Pakistan has been in the news lately in part because of the continuing problems on the border between Pakistan and Afghanistan, and also by the indications that some in the administration might even countenance an American attack on terrorist sanctuaries inside of Pakistan. This has raised hackles in Pakistan where President Pervez Musharraf has considerable political problems of his own. What should concern Americans about Pakistan these days?
First, and I’m taking this in the order of the way the administration looks at priorities, is the connection between Pakistan and Afghanistan. This is complicated in part because the two countries have always gotten along badly. The issue of greatest concern to the United States is the terrorism issue and the extremely difficult time the United States and its NATO [North Atlantic Treaty Organization] allies have had getting Afghanistan to stabilize and develop like a more normal country following the end of the Taliban regime in 2001 and through the turbulent fight that followed.

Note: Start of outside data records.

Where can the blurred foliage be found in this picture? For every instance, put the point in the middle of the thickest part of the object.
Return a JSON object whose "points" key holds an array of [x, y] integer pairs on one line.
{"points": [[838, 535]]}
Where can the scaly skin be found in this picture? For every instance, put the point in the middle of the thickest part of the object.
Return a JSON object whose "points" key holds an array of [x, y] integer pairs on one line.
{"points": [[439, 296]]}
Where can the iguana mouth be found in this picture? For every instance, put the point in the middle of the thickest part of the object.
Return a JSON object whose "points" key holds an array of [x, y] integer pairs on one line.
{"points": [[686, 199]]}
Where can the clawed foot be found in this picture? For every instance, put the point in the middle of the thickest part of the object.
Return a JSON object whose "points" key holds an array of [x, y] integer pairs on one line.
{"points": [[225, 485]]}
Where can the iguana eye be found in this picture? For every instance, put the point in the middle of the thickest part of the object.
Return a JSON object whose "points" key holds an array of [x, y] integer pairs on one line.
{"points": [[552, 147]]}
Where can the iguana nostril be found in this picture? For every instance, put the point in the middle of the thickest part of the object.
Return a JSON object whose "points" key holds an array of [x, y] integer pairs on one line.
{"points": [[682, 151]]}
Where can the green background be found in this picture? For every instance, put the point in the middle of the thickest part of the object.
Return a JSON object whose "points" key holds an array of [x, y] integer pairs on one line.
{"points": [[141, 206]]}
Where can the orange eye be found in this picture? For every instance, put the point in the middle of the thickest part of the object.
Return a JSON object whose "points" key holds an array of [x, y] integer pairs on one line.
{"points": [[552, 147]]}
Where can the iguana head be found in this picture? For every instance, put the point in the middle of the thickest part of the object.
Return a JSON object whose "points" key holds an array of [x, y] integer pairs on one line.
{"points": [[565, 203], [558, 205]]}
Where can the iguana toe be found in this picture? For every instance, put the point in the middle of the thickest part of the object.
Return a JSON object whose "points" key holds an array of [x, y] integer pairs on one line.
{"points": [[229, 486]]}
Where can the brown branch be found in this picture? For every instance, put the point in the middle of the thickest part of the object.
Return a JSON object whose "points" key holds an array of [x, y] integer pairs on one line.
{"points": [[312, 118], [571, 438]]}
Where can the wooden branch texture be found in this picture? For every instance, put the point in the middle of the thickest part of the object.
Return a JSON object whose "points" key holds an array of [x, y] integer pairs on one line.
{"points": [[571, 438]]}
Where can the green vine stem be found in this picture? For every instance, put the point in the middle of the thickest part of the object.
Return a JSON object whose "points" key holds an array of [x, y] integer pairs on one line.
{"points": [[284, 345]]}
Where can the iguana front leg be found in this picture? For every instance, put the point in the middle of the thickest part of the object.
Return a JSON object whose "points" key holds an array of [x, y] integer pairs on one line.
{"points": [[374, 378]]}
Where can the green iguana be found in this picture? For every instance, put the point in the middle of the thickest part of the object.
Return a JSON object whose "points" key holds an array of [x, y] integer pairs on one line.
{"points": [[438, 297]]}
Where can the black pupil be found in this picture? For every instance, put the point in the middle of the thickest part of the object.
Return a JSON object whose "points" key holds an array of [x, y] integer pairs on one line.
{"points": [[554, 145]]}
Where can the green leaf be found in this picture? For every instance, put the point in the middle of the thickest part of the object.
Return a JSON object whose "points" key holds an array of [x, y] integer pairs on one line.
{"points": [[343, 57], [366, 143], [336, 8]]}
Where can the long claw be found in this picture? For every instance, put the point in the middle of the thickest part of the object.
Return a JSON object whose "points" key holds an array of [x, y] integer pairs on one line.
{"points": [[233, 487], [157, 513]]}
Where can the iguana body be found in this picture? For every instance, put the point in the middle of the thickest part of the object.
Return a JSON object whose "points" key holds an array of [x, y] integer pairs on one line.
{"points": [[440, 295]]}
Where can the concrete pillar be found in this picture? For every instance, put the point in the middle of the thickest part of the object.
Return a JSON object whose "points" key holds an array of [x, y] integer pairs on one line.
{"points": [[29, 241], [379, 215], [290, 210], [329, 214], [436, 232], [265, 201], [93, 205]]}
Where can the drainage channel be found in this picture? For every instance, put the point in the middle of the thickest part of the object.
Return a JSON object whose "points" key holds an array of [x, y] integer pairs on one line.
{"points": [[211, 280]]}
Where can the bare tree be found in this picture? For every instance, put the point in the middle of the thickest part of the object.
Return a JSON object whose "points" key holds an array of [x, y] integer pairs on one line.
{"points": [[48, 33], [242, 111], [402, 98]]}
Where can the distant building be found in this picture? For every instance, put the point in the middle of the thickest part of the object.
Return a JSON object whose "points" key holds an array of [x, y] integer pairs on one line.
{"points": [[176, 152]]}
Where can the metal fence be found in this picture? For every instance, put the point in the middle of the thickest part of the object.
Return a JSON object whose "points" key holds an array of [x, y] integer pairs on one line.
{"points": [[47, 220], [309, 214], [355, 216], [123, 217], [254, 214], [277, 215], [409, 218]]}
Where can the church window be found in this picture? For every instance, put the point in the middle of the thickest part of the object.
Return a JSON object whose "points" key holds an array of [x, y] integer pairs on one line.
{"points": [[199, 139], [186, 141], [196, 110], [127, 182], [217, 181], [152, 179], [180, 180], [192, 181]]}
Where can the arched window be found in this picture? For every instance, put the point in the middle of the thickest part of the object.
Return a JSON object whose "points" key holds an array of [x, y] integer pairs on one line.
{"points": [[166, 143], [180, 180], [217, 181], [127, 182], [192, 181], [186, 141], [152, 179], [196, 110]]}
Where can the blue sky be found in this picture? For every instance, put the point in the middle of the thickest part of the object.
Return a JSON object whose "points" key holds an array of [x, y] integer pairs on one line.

Second, I would say, is the internal situation in Pakistan. Musharraf has been the centerpiece of U.S. policymaking in the region. He took power in a military coup nearly eight years ago, and at this point is in serious trouble for a number of reasons. One was his effort to fire the Supreme Court Chief Justice, Iftikhar Muhammed Chaudhry, which backfired badly first by sparking months and months of protest, and second because the Supreme Court turned him down. Musharraf is now faced with an awakened political opposition, albeit not a particularly united one, as well as the black eye administered by the judicial system.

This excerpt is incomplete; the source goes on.